Openers for Interpretation
Something, they say, needs to be done about these judges. That this elitist caste of jurists and expertocrats keeps standing in the way of the will of the people – that, they say, is undemocratic. They keep declaring our laws unconstitutional, they say, they keep thwarting our plans in spite of our democratic mandate – we will not stand for that. We are legitimised to exercise power, and exercising power is what we will do to break their resistance.

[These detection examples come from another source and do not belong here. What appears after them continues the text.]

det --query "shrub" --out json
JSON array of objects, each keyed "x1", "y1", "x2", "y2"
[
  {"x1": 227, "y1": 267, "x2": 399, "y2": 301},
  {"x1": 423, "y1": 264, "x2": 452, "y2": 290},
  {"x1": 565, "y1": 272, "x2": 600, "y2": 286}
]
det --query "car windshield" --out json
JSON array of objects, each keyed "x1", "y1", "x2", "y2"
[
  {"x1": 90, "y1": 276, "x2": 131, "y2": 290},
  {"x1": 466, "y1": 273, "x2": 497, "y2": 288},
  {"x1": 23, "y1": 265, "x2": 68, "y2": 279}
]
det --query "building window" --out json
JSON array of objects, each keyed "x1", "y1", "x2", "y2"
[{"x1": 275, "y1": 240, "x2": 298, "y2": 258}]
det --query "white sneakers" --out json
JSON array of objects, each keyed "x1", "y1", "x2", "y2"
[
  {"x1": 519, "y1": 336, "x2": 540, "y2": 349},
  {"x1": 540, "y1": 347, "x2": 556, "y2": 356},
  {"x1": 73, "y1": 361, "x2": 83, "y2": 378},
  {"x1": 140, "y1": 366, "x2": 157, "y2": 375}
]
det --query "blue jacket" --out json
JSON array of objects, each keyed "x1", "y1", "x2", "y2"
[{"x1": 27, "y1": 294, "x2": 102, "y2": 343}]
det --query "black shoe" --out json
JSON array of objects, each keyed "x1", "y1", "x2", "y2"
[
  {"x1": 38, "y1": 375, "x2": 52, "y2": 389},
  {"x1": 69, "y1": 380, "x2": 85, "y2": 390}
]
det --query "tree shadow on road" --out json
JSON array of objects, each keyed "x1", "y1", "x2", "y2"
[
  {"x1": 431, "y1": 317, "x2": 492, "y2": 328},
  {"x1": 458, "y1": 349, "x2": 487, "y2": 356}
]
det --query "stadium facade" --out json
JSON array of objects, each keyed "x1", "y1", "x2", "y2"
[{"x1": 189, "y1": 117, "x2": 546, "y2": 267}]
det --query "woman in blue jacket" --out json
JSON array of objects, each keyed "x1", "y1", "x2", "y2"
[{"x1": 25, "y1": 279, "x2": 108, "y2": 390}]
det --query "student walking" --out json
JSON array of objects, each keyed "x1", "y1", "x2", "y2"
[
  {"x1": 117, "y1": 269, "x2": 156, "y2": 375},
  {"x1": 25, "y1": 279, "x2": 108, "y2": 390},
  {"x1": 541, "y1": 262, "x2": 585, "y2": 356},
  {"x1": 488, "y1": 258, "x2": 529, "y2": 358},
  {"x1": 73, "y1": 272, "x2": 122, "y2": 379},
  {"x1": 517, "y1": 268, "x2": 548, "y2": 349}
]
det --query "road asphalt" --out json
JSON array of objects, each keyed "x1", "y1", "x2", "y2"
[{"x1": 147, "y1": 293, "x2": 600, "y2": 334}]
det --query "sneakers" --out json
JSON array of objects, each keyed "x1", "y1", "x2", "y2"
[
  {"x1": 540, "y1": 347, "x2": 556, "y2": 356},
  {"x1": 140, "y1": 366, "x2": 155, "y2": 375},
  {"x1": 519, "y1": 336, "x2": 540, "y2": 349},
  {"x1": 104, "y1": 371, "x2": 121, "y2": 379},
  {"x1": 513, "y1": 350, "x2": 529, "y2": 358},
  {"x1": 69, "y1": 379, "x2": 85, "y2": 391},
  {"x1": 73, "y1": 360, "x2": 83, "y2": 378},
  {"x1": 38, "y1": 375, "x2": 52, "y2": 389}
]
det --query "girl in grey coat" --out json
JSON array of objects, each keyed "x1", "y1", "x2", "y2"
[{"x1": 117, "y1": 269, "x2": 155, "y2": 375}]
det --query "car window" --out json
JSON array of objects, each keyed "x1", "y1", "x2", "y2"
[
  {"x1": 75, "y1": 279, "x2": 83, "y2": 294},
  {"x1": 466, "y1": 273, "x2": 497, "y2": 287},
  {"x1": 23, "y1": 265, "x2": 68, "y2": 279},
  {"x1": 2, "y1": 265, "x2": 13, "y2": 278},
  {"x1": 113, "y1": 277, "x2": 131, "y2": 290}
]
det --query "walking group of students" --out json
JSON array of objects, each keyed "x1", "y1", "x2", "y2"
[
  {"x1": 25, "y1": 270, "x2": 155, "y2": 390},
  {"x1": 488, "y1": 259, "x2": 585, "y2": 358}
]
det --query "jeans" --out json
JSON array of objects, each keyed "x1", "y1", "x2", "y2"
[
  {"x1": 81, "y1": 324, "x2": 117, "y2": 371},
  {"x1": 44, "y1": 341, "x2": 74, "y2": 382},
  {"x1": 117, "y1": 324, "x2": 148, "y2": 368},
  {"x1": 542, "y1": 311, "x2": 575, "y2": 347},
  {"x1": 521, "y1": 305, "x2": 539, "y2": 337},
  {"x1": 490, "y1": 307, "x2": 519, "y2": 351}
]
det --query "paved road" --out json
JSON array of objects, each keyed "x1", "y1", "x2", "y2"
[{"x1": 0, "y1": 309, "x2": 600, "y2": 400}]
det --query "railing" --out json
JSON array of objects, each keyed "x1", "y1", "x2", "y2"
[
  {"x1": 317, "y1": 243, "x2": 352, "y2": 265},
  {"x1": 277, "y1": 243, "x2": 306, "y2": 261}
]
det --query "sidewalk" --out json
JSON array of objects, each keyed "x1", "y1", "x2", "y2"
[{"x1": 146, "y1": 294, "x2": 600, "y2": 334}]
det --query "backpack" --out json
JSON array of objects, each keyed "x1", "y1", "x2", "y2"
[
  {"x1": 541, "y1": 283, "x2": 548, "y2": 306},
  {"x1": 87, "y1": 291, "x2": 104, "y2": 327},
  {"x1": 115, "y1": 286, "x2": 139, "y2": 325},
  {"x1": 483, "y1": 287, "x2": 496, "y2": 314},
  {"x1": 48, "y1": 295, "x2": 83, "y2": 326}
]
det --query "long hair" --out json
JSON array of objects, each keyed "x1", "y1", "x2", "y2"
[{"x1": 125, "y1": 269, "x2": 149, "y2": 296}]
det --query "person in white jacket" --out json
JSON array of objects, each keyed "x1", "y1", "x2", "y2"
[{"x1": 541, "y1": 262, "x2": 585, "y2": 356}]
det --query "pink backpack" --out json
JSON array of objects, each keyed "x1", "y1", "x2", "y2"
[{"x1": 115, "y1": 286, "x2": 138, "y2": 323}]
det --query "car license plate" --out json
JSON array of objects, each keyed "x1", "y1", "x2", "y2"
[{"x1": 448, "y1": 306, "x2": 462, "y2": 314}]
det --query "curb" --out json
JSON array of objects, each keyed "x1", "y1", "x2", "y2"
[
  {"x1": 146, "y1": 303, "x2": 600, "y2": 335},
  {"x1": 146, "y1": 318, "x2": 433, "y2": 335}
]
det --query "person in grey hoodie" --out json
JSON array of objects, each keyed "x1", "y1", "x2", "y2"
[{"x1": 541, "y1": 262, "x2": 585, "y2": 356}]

It is typical for authoritarian populism to talk like this: in Hungary, in Poland, in so many other places in- and outside Europe. Authoritarianism and constitutional courts, it seems, are natural enemies, authoritarianism being as a matter of principle unable to come to terms with the independence of the judiciary in general and judicial review of their laws in particular. No wonder that the first target an authoritarian populist leader usually takes to task after rising to power is the Constitutional Court.
The USA is the first and so far only country in which an authoritarian populist leader has not just gained, but also lost power democratically (for now). Trump has been voted out of office, the Republicans are defeated – and now it is their opponents who seem to be announcing rather similar things in rather similar terms: Something needs to be done about these judges, their resistance is undemocratic and unacceptable etc., and their target is first and foremost the Supreme Court. All kinds of more or less radical options have been discussed for months on how to dismantle the right-wing 6:3 majority that had been cleverly and purposefully installed by the Republicans during the four Trump years and before. To weigh these options and their pros and cons, US President Joe Biden has appointed a commission of three dozen of the most respected liberal law professors in the country. Last Wednesday, the commission held its first public hearing.
One statement that caused quite a stir came from the young Harvard professor Nikolas Bowie: In his view, the Republican control of the Supreme Court is a symptom of a much deeper problem, which is judicial review itself. The orthodox belief is that judges not applying laws they consider unconstitutional are generally a good thing and beneficial to democracy, justice and the prevention of majoritarian tyranny. Bowie dissents from that belief more passionately, harshly and relentlessly than anyone has in a long time and holds that it has been rebutted in both practice and theory. That the opinion of five Harvard or Yale graduates on the Supreme Court bench should be decisive for whether a law has binding force or not, is in Bowie’s view an attack on democratic equality. The interests of fundamental rights holders and minorities, he argues, are in no worse hands with the Congressional majority than with a court that during its history has time and again intervened precisely against legislative attempts to take action against discrimination and harassment of vulnerable minorities.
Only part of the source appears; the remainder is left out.